Results: 23 patients with PA were identified with median follow up of 3.27 years (range 0.6 to 8.43): 12 prolactinomas (52%, median age: 15 years, range 13-16 years; 12 females), 6 non-functioning pituitary adenomas (NFPA) (26%, median age: 16 years, range 12-16 years; 2 females) and 5 adrenocorticotropic hormone (ACTH) adenomas (22%, median age: 13.5 years, range 4-15 years; 2 females). Prolactinomas consisted of nine macro (diameter 11mm-35mm) and three microadenomas (diameter 4-10 mm). Patients with prolactinoma presented with menstrual irregularities (67%), headache (50%), galactorrhoea (41%), and weight gain (41%). Cabergoline was effective in 9 patients, 3 required surgical intervention and 1 patient had recurrence after surgery and required radiotherapy. ACTH adenomas presented with weight gain (median BMI: 2.96 SDS; range: 2.12 to 5.47 SDS), short stature and headache. Operative tumour resection was performed in ACTH adenomas; 2 had recurrence and required radiotherapy while 1 patient required bilateral adrenalectomy (post-surgery and radiotherapy). All patients with ACTH adenomas developed multiple pituitary hormone deficiency (MPHD) post-surgery. Weight gain, visual field defects and headache were the presenting features in NFPA. Four required surgical intervention; two had recurrence post-surgery and required radiotherapy. On latest follow-up; 13 (56%) patients were obese (median BMI 3.09 SDS; range: 2.05 to 3.79 SDS). Five patients with aggressive disease required surgery and radiotherapy and suffered from post treatment weight gain (median BMI: 2.12 to 2.25 SDS).
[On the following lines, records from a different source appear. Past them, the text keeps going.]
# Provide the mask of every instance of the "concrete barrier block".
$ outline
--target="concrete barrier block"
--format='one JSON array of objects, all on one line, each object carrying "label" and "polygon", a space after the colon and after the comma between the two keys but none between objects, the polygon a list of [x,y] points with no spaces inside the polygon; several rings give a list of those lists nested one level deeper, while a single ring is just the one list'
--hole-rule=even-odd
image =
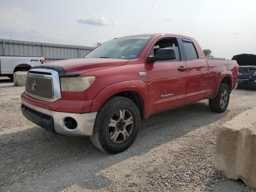
[{"label": "concrete barrier block", "polygon": [[14,85],[25,86],[27,71],[18,71],[13,74],[13,83]]},{"label": "concrete barrier block", "polygon": [[256,108],[243,112],[218,130],[214,164],[228,178],[256,188]]}]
Conclusion: Prolactinomas are the most common PA in children. Adolescents with headaches and menstrual irregularities should be investigated for prolactinoma. Cabergoline is effective in patients with prolactinoma in alleviating clinical symptoms, reducing prolactin concentrations and inducing tumour shrinkage. ACTH adenomas lead to aggressive disease and complete tumour resection could ameliorate clinical signs but can be complicated by recurrence. Surgery should be considered as first-line treatment in ACTH adenomas and in NFPA with visual impairment. Obesity is an important sequel and active identification and treatment is necessary.